Nous apercevons, au passage, les marais salants qui s’étendent sur une vaste étendue. L’eau de mer, amenée par une canalisation, emplit les excavations pratiquées dans le sol, et dont la forme régulière donne à la terre l’aspect d’un papier quadrillé. L’eau s’évapore lentement et abandonne son sel qui est ensuite amassé en meulons sur de petites rondelles de terre, en attendant qu’il soit porté à la raffinerie.

Un autre jour, nouvelle excursion, cette fois vers la Loire et Saint-Nazaire, pour atteindre Guérande. Saint-Nazaire ne nous retient pas. Ce n’est guère plus qu’un port de mer, muni d’appareils de manutention, et d’aspect rébarbatif.

Guérande est tout ce que nous pourrons connaître de la Bretagne, et nous n’aurons ainsi qu’un avant-goût de la vieille province. C’est une ville fortifiée qui, du moyen âge, a conservé ses vieux murs. L’enceinte est restreinte, et les portes monumentales. Tout autour de la ville primitive, qui forme comme un cœur de pierre, une autre ville s’est construite, vieille aussi et dont les maisons penchées d’un côté ou de l’autre portent des dates impressionnantes.

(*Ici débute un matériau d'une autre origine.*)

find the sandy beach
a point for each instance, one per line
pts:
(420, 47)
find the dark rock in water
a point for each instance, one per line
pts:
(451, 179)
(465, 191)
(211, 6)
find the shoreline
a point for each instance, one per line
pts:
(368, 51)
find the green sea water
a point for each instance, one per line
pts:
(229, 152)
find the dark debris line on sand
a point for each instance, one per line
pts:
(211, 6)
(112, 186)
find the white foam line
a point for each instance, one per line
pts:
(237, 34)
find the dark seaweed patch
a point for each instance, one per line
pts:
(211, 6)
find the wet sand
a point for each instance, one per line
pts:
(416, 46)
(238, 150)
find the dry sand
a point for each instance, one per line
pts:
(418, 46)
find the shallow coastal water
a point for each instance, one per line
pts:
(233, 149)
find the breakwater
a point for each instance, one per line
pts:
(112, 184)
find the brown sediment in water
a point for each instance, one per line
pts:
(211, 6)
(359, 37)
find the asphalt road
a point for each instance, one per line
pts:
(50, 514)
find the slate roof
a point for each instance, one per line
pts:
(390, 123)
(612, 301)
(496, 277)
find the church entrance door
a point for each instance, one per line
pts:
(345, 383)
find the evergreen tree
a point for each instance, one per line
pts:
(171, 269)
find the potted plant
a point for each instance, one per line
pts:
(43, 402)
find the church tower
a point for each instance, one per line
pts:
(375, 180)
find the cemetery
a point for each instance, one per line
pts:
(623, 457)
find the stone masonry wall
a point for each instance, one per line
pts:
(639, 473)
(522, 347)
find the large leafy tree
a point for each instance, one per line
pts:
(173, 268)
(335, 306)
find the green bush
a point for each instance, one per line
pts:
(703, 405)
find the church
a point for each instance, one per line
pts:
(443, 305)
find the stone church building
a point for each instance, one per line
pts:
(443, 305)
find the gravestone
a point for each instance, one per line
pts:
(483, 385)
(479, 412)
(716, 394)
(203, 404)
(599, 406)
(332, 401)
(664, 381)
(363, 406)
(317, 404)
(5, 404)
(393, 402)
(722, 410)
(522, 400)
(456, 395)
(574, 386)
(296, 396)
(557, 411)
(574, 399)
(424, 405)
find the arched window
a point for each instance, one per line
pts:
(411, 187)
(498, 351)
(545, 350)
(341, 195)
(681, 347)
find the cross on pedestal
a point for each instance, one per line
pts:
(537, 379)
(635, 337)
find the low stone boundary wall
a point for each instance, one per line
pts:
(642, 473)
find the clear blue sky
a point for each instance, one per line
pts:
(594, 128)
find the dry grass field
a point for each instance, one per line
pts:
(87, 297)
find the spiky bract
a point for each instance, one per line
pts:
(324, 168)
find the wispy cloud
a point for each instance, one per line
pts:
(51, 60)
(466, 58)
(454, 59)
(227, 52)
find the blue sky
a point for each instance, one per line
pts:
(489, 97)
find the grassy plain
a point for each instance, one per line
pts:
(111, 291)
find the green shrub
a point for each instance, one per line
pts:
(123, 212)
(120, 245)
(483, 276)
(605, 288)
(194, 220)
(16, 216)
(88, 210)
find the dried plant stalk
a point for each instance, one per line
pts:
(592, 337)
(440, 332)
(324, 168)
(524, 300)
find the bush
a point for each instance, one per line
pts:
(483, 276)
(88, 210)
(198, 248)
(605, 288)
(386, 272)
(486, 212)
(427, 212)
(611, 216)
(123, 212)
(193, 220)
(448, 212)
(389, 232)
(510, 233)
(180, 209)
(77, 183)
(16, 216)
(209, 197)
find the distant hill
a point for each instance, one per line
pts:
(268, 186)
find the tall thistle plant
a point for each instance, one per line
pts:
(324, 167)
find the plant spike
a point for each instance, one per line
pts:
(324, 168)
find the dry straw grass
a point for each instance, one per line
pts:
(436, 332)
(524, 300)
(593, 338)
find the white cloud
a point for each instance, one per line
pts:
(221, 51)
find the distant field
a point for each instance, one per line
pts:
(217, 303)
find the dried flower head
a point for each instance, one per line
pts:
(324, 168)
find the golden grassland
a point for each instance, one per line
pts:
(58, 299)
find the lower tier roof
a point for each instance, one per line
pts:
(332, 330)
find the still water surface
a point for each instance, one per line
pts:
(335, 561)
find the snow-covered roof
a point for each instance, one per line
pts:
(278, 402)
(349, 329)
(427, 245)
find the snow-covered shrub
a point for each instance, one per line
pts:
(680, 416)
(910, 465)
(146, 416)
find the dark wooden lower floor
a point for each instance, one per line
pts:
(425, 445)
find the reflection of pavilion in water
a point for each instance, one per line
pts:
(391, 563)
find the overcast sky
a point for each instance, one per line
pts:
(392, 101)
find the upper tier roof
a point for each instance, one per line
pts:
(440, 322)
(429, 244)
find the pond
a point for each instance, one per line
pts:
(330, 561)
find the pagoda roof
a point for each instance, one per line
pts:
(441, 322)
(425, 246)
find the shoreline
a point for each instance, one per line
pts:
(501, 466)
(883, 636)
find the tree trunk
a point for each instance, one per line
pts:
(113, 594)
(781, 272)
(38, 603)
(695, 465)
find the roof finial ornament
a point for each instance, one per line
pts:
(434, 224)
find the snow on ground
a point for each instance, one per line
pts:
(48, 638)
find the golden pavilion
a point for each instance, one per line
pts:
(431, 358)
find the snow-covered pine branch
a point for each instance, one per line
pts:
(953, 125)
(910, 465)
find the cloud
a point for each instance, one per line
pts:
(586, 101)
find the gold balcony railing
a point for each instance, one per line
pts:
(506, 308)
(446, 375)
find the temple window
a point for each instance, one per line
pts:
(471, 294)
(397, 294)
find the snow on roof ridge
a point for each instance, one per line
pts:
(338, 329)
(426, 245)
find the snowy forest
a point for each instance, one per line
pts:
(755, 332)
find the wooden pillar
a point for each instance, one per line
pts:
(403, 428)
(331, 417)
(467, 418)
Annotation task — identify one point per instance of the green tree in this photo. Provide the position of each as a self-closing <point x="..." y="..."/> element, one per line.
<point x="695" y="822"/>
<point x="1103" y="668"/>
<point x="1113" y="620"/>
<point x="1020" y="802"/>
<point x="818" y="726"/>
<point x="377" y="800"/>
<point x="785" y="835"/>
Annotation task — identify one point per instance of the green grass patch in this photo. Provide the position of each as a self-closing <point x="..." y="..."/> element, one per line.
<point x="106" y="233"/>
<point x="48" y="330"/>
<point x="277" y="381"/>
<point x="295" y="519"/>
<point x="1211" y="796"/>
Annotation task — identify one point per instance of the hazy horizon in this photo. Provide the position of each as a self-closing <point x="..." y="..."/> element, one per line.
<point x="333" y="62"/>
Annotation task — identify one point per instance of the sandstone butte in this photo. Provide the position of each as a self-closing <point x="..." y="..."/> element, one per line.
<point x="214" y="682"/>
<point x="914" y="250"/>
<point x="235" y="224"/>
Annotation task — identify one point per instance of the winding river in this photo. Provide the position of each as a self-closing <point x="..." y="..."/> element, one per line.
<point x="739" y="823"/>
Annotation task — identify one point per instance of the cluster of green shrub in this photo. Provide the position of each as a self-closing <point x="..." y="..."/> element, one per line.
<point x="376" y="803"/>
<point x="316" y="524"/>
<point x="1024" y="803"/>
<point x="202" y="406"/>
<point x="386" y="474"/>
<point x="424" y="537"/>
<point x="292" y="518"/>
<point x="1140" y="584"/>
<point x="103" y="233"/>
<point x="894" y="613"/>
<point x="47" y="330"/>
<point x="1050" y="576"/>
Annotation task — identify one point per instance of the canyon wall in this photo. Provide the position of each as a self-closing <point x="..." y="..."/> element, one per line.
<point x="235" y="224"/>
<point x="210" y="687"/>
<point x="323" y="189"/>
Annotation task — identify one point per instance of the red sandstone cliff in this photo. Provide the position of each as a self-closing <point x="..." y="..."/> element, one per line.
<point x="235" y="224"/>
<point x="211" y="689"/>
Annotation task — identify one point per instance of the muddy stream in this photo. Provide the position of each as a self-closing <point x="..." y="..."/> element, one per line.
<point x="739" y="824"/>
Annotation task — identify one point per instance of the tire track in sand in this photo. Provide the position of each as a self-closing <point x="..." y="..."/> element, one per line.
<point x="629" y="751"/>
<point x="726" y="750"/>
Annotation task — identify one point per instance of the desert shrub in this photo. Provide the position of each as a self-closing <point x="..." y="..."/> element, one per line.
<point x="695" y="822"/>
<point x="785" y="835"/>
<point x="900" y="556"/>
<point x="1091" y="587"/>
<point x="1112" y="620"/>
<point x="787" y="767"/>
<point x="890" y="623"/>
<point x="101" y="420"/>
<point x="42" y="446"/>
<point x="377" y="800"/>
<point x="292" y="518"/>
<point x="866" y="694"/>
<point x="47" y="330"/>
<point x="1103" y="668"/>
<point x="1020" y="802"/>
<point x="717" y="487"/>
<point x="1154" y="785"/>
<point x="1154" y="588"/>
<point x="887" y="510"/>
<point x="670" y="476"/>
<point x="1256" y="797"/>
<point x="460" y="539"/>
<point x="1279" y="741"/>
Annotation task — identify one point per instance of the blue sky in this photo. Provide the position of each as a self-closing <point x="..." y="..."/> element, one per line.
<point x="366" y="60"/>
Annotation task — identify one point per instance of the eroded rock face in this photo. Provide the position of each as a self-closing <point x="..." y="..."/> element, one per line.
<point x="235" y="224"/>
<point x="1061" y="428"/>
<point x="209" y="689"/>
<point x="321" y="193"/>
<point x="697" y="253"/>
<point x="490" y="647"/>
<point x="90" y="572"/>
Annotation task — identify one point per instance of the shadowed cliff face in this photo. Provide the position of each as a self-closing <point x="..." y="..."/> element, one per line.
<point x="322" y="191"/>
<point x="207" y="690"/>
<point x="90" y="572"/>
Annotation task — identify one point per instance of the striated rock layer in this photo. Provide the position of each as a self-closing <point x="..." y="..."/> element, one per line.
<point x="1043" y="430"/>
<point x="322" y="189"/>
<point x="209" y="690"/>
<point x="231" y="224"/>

Nous vivons quelques minutes dans une autre époque. Les rues sont étroites, on y passe à peine, et nous nous attendons à voir paraître quelque grand seigneur suivi de sa troupe, ou une bande éparse de manants attachés à la glèbe ou à un obscur métier.

L’église est caractéristique. Elle date de l’an 862. Près de la porte, une petite chaire en pierre, creusée dans le mur, fut illustrée par les enseignements de saint Vincent Ferrier. Le style est mi-roman et mi-gothique, mélange qui se retrouve souvent et qui s’explique par des restaurations successives. Les vitraux sont remarquables. Au-dessus de la chaire est attaché un grand Christ qui fut jeté à la mer en 1793 et revint bientôt à la côte. Retiré de l’eau, il fut précipité dans le fossé des remparts d’où des mains pieuses le sortirent pour le placer de nouveau dans l’église.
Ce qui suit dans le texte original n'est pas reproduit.